Bereits im März dieses Jahres gab es von mindestens 600 politischen Gefangenen einen organisierten Hungerstreik, um die Durchsetzung des Besuchs einer Internationalen Kommission in den Gefängnissen zu ermöglichen. Mit diesem radikalen Mittel wurde ebenfalls auf andere Probleme aufmerksam gemacht. Oft werden als Schikane die politischen Gefangenen in Bereiche verlegt, in denen rechte Paramilitärs einsetzen. Dies zeugt von einer Systematik der Erniedrigung, denn die Guerilleros, Gewerkschafter, soziale Aktivisten und Anführer der Land- und Indigenabewegungen sind physischer und psychischer Gewalt ausgesetzt. Generell fehlt es an Trinkwasser, besonders in den Gefängnissen, die Temperaturen von 35-40 Grad Celsius aufweisen. Als trauriges Beispiel dient hierfür das Gefängnis in Valledupar. Auf der anderen Seite gibt es Gefängnisse in kälteren Regionen wie Bogotá, wo die Temperaturen in der Nacht auf 5 Grad Celsius fallen und keine Kleidung oder Decken zur Verfügung gestellt werden. Kleidung, Bettwäsche und Decken werden mit fadenscheinigen Gründen als Hilfsmittel von außen abgelehnt. Krankheiten wie Tuberkulose, Hepatitis und Syphilis sind häufig zu finden und eine medizinische Versorgung oft nicht möglich. Außerhalb der Gefängnisse werden die Familien der Häftlinge bedroht, um zum Beispiel Falschaussagen zu erzwingen.

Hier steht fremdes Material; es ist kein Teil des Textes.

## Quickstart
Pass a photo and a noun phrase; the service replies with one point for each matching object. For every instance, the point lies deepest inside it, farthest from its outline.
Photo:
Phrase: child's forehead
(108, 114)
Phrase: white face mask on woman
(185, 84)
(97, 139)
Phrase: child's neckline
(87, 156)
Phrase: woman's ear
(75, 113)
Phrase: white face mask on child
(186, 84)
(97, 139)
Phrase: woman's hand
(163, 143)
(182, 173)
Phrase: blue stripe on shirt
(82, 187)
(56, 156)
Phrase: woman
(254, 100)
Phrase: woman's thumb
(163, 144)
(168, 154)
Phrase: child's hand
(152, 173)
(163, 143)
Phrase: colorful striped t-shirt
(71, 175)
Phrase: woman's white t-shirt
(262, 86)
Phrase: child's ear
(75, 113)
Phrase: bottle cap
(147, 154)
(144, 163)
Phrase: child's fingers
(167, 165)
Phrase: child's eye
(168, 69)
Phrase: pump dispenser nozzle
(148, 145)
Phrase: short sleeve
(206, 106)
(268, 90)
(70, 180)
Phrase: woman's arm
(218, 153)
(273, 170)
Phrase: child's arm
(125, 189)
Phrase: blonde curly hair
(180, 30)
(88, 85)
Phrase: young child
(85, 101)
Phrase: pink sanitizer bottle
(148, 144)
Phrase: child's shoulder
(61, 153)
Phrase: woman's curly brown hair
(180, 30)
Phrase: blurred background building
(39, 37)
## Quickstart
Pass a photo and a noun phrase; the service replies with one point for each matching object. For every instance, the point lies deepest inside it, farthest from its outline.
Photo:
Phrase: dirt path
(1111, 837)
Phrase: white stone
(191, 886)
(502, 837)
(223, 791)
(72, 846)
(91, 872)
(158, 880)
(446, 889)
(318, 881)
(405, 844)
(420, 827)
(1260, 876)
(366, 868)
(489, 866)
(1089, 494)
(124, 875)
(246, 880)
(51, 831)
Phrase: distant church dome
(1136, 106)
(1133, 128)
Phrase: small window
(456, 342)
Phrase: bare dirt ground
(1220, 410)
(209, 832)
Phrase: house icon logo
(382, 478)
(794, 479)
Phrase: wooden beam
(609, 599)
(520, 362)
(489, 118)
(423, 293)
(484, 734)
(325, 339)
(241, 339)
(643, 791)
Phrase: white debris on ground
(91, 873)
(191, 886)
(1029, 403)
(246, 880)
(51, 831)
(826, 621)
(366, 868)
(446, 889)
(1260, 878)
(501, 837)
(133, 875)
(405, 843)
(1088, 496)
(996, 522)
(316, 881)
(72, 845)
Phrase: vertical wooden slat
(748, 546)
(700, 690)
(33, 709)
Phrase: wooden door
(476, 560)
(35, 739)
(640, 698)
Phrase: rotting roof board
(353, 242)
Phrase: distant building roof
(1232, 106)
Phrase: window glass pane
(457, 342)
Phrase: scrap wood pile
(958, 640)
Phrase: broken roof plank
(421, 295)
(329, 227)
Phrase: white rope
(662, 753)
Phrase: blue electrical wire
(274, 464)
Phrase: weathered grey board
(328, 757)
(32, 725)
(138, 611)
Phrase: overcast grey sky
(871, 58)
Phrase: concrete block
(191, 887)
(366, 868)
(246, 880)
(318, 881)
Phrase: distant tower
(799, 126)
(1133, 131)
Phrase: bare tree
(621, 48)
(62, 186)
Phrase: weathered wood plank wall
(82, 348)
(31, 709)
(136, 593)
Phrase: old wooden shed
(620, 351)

Mit einer Arroganz und einem Nichtanerkennen des Problems versucht die Regierung Kolumbiens die Tausenden Gefangenen zu negieren, die im Rahmen einer politischen Oppositionstätigkeit gefangen genommen worden sind und in den Gefängnissen des Landes einsitzen. Mit der Weigerung des Zutritts einer internationalen Kommission zur Untersuchung der Situation der Gefangenen durch die Regierung sind sie in den Gefängnissen weiterhin unmenschlichen Bedingungen, fehlender Gesundheitsfürsorge, Überfüllung, unhygienischen Zuständen sowie Bedrohungen und Folter ausgesetzt.
Es ist an der Zeit, dass die kolumbianische Regierung und die internationale Öffentlichkeit die Realität der mehr als 9500 politischen Gefangenen anerkennt.
Der soziale und politische Kampf ist kein Delikt, er ist ein Schritt zur Freiheit!
Freiheit für alle politischen Gefangenen!